La Guajira enfrenta crisis por muertes de VIH: cifras alarmantes y falta de medicamentos

La Guajira reporta 399 muertes por VIH en lo que va del año, con cifras especialmente alarmantes en población vulnerable. El 86.9 por ciento de los fallecidos pertenecen al estrato socioeconómico más bajo, y la comunidad indígena representa el 37.6 por ciento de las muertes. Las autoridades de salud advierten que la falta de acceso oportuno a medicamentos agrava la crisis, mientras pacientes denuncian demoras en la entrega de tratamientos por parte de las EPS.
La situación de salud en La Guajira se ha vuelto crítica. Un reporte del Instituto Nacional de Salud conocido a inicios de noviembre revela que el número de muertos por VIH en el departamento amerita cambios urgentes en la estrategia asistencial oficial. Los números no mienten: 399 fallecidos en lo que va del año, de los cuales 255 son hombres y 144 mujeres. Es una cifra que debería tener a las autoridades buscando soluciones inmediatas.
Lo más preocupante es que la enfermedad no respeta edades. El informe registra la muerte de 9 niños menores de 5 años y 11 adultos mayores de 65 años. Pero hay un patrón que asusta más aún: el VIH golpea desproporcionadamente a la población más vulnerable. Los pobres aportan el mayor número de víctimas, y dentro de este grupo, la comunidad indígena carga con el 37.6 por ciento de los fallecidos. Esto no es casualidad: el 86.9 por ciento de las muertes ocurre en personas del estrato socioeconómico 1, mientras que el 79 por ciento de esos muertos están inscritos en el sistema subsidiado de salud.
El secretario de Salud del Distrito de Riohacha, Carlos Manuel Acosta Medina, explicaba hace una semana que "una persona que esté infectada con el VIH Sida perfectamente puede morir de vieja, pero para eso, se necesita que el paciente tenga al día los medicamentos para mantener firme su sistema inmunológico". El problema es que muchos no los tienen. Pacientes reclaman constantemente por la morosidad en la entrega de medicamentos por parte de las EPS, dejándolos expuestos a complicaciones evitables.
Los casos más crudos revelan el abandono que enfrentan estos enfermos. En el primer trimestre del año, una paciente adicta a sustancias psicotrópicas fue abandonada por su familia y por la sociedad.

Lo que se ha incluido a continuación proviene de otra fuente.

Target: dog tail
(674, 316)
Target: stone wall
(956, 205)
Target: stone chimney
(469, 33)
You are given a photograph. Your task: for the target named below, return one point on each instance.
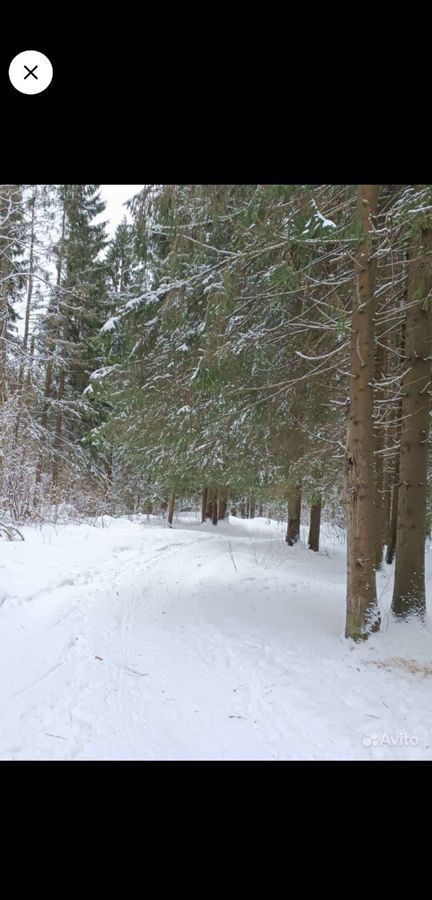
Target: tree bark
(409, 584)
(294, 513)
(171, 507)
(379, 434)
(362, 612)
(314, 528)
(222, 503)
(204, 497)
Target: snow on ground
(134, 641)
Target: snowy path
(134, 641)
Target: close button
(30, 72)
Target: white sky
(115, 195)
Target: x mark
(30, 72)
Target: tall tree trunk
(215, 507)
(58, 430)
(409, 584)
(26, 318)
(55, 331)
(204, 497)
(314, 528)
(222, 502)
(362, 613)
(171, 506)
(294, 514)
(379, 434)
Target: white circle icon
(30, 72)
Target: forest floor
(134, 641)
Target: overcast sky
(115, 195)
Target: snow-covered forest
(215, 506)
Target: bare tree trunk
(215, 507)
(362, 613)
(204, 496)
(409, 584)
(315, 522)
(294, 513)
(171, 506)
(222, 503)
(379, 434)
(51, 347)
(58, 430)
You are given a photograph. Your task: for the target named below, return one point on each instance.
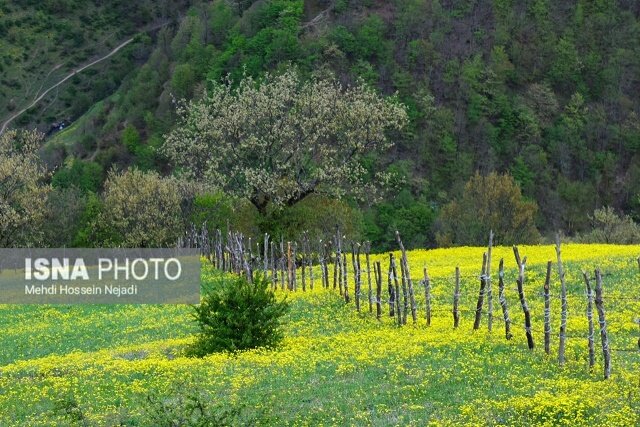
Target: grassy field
(122, 365)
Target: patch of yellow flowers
(340, 367)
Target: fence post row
(236, 255)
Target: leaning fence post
(476, 323)
(392, 292)
(356, 273)
(367, 249)
(606, 350)
(503, 301)
(456, 299)
(563, 297)
(547, 310)
(592, 353)
(378, 275)
(523, 301)
(409, 283)
(427, 296)
(396, 290)
(488, 281)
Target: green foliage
(238, 315)
(84, 175)
(140, 210)
(544, 90)
(491, 202)
(611, 228)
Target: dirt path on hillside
(70, 75)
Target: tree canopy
(279, 139)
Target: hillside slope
(545, 91)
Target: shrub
(238, 315)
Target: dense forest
(544, 92)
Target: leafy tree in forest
(140, 209)
(22, 192)
(281, 139)
(609, 227)
(491, 202)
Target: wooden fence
(298, 266)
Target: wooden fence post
(266, 254)
(294, 267)
(274, 270)
(523, 301)
(282, 262)
(427, 296)
(392, 292)
(289, 268)
(408, 282)
(345, 278)
(606, 350)
(503, 301)
(456, 299)
(488, 285)
(476, 323)
(378, 274)
(310, 261)
(563, 298)
(592, 353)
(356, 275)
(367, 249)
(547, 310)
(303, 260)
(394, 271)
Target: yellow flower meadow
(107, 365)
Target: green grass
(104, 365)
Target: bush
(238, 315)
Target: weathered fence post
(294, 266)
(488, 280)
(503, 301)
(274, 270)
(325, 267)
(345, 278)
(282, 264)
(563, 298)
(406, 281)
(367, 249)
(476, 323)
(356, 273)
(266, 254)
(397, 289)
(289, 268)
(592, 353)
(427, 295)
(547, 310)
(456, 299)
(378, 290)
(310, 260)
(303, 260)
(392, 292)
(606, 350)
(523, 301)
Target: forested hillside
(544, 91)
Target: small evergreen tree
(237, 316)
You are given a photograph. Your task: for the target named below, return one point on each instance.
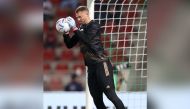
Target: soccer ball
(62, 26)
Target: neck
(87, 21)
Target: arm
(70, 42)
(91, 33)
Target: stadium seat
(67, 55)
(48, 55)
(61, 68)
(46, 68)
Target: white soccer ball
(62, 26)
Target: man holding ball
(100, 71)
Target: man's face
(82, 16)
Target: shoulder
(94, 24)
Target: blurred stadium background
(124, 24)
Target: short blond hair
(81, 8)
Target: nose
(78, 19)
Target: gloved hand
(71, 22)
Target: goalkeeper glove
(71, 23)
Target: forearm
(70, 42)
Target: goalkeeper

Sin dinero, sin medicinas, se refugió en la zona del Polideportivo o Mercado Viejo, donde pasó tres semanas esperando la muerte. Se convirtió en una cifra más, un número estadístico. Mientras tanto, hay 398 enfermos más que viven en la angustia de que su historia se repita, esperando que les entreguen los medicamentos o que, si deben recurrir a la calle, alguien los encuentre y los lleve a un centro asistencial con trato digno.
Las autoridades de La Guajira no pueden seguir mirando para el lado. Se necesita un plan de choque real que localice a cada contagiado y garantice el acceso oportuno a medicamentos. De lo contrario, más historias de abandono y muerte seguirán escribiéndose en las calles del departamento.